For Bah, fruit business is an act of survival — a leap of resilience. “Sales used to be better. Now, fruit is getting more expensive and customers are fewer.
Some days, you just carry everything back home,” she says, resigned, determined.
Refrigeration is her dream — some way to keep fruit from spoiling before she can sell it. But ice boxes and electricity are out of reach for a roadside stall.
Like others, she pays for waste pick-up herself because the municipal trucks don’t come.
“There is never a dustbin, and the Mbalit (garbage) trucks are rarely here,” she says, paying out of her earnings for private trash collection.
Even regulars like Fatoumatta Bitaye, a mother, notice the pinch: “Prices are up, but these vendors are still the most affordable.
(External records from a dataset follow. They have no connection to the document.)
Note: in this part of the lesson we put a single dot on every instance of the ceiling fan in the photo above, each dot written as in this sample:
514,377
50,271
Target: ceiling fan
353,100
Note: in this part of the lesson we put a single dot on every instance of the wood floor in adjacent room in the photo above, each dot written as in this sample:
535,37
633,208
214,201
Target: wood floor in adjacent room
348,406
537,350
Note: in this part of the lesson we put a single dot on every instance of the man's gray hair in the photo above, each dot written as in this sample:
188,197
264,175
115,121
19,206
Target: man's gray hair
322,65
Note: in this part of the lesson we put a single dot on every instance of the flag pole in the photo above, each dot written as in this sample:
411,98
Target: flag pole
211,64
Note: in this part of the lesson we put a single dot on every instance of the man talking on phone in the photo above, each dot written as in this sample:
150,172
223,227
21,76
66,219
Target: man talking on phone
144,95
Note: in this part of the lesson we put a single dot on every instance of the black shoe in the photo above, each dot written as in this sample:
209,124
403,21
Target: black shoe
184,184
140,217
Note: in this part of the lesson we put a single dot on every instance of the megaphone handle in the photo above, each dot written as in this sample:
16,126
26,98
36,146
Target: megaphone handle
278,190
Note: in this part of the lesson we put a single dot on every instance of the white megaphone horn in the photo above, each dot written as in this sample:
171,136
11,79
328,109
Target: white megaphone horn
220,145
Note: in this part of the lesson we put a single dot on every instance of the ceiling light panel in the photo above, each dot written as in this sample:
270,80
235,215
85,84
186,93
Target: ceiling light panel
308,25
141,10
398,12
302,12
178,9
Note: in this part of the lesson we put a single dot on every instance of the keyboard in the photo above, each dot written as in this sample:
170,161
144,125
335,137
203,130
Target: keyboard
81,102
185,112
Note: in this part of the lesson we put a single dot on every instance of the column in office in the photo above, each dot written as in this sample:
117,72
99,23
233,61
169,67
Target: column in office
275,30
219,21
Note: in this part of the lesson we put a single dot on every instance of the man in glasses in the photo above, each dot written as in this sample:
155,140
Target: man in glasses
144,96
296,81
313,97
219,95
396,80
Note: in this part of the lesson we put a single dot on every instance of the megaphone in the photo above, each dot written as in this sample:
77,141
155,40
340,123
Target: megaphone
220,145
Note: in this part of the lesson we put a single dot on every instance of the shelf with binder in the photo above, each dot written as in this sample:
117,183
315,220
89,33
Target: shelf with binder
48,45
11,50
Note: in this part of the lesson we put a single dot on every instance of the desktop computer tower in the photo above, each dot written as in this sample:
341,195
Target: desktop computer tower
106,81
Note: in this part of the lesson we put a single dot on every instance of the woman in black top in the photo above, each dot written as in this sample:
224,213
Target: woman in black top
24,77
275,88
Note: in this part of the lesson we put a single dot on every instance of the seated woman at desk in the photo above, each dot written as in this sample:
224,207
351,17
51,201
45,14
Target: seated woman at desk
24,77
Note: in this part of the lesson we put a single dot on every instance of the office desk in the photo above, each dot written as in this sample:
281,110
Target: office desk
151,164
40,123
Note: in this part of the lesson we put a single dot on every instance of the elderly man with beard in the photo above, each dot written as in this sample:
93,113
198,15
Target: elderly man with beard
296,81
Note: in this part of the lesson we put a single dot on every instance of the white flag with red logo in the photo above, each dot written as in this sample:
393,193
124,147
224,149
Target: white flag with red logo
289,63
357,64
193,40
My family counts on them.”
Customer Musa Ceesay, another regular, insists on buying from the street stalls: “They need our support.
Things are tough for them, especially since most fruits come through Senegal and cost more.”
Despite these daily hurdles, vendors continue to pay their levies — D10 per day, per person, silently building the foundation of municipal budgets.
Vending here is never just a job. It’s food, school, medical care, and hope for something better.
As morning creeps back across Banjul, Tabokoto, Latrikunda, Wellingara, Conteh and thousands of others steel themselves for another bruising, hopeful day.
Their effort, often invisible, is what keeps The Gambia moving — quietly, reliably, against the odds.